Les organisateurs du festival d'août 1969 rêvaient d'organiser un "remake" pour ce 50e anniversaire. Mais l'événement a été annulé après de multiples défections et changements de lieu. 

Article rédigé par franceinfo Culture avec AFP
France Télévisions - Rédaction Culture
Publié Mis à jour
Temps de lecture : 5 min
Des festivaliers se reposent au Festival Woodstock qui s'est tenu du 15 au 18 aoôt 1969.  (ANNIE BIRCH / ANNIE BIRCH PERSONAL COLLECTION)

Au printemps 1969, personne, et surtout pas les jeunes organisateurs, ne prévoyait que le festival de Woodstock deviendrait emblématique d'une génération et du mouvement hippie. Avec son message idéaliste de paix et d'amour, il tranchait avec la décennie finissante, faite de violentes manifestations et d'assassinats, sur fond de guerre du Vietnam. Au départ, il s'agissait avant tout de promouvoir, avec une série de concerts, la création musicale au nord de New York. C'était il y a 50 ans, du 15 au 18 août 1969, à une époque où le rock était encore jeune, où porter les cheveux longs était un acte de rébellion, où les manifestations contre la guerre étaient quasi-quotidiennes.

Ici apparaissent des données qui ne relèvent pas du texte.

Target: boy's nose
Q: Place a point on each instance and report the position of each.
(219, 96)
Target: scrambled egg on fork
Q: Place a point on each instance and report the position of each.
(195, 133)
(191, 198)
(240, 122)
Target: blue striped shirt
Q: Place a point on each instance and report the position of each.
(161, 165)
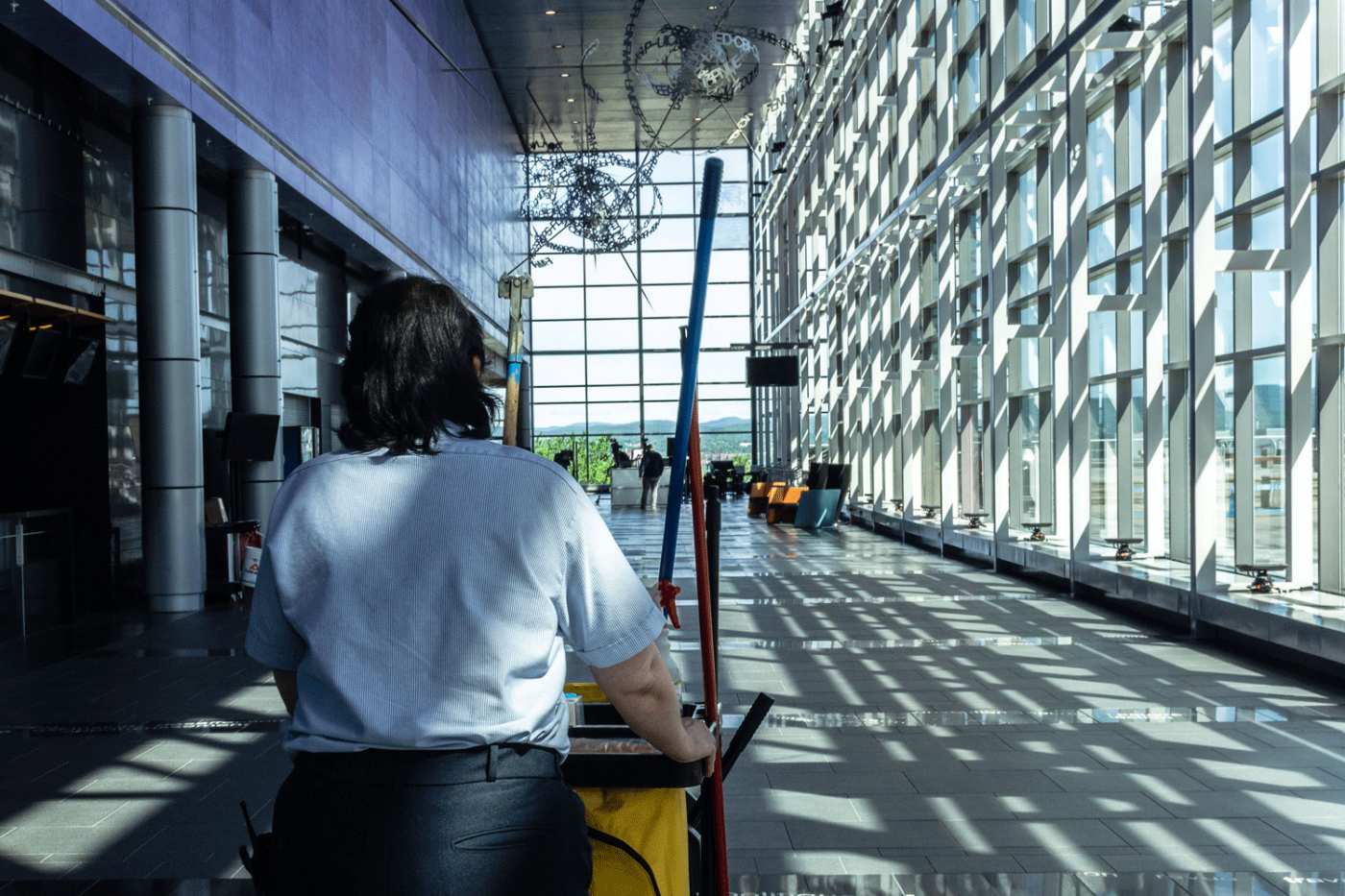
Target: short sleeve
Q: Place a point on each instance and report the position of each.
(271, 640)
(607, 614)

En 1969, des centaines de milliers de festivaliers s'étaient réunis dans un champ de Bethel pour un week-end de musique, d'amour libre et de consommation de drogues.  (ANNIE BIRCH / ANNIE BIRCH PERSONAL COLLECTION)

Entre 400 000 et 500 000 personnes devaient rallier les champs de luzerne détrempés d'un certain Max Yasgur pour entendre des musiciens vedettes de l'époque, comme Janis Joplin et Jimi Hendrix, dans une atmosphère de liberté et de camaraderie, illustrée par des images de jeunes gens marchant dénudés, main dans la main, partageant herbe ou acide, ignorant les pluies torrentielles. Les organisateurs avaient initialement fixé à 18 dollars le prix des billets pour ces trois jours de musique réunissant des groupes aux noms devenus mythiques comme Creedence Clearwater Revival, The Who, ou Crosby, Stills, Nash and Young. Mais les organisateurs - John Roberts, Joel Rosenman, Michael Lang et Artie Kornfeld, tous âgés d'une vingtaine d'années - ont  rendu l'accès libre face aux embouteillages monstres qui envahissaient les routes de campagne menant au site de Bethel, à une centaine de kilomètres au sud-ouest de la ville de Woodstock. Très vite après les premiers accords, des trombes d'eau se mirent à tomber, transformant le site en champ de boue.


"C'était légendaire"

Sri Swami Satchidananda, maître yogi venu d'Inde, devait donner le ton du festival en l'ouvrant par un appel à la compassion. "Je suis ravi de voir tous les jeunes d'Amérique rassemblés ici au nom de cet art qu'est la musique", déclarait cet homme mince et barbu, assis en tailleur, entraînant la foule dans des vibrations de sons "Om". D'autres chants plus musclés allaient suivre : Joe McDonald du groupe de rock psychédélique Country Joe and the Fish allait faire chanter à la foule un retentissant Fuck, avant d'entonner le chant anti-guerre I-Feel-Like-I'm Fixin'-to-Die-Rag. Alors que des milliers de gens repartaient déjà vers le "monde réel", devinant à peine qu'ils venaient d'écrire une des grandes pages de l'histoire des années 60, le festival se terminait sur une interprétation très contestataire et surtout anti guerre du Vietnam de l'hymne national américain, The Star-Spangled Banner, par Jimi Hendrix. La guitare du gaucher légendaire figurait les attaques des bombardiers et les explosions mortelles mêlées aux notes de l'hymne.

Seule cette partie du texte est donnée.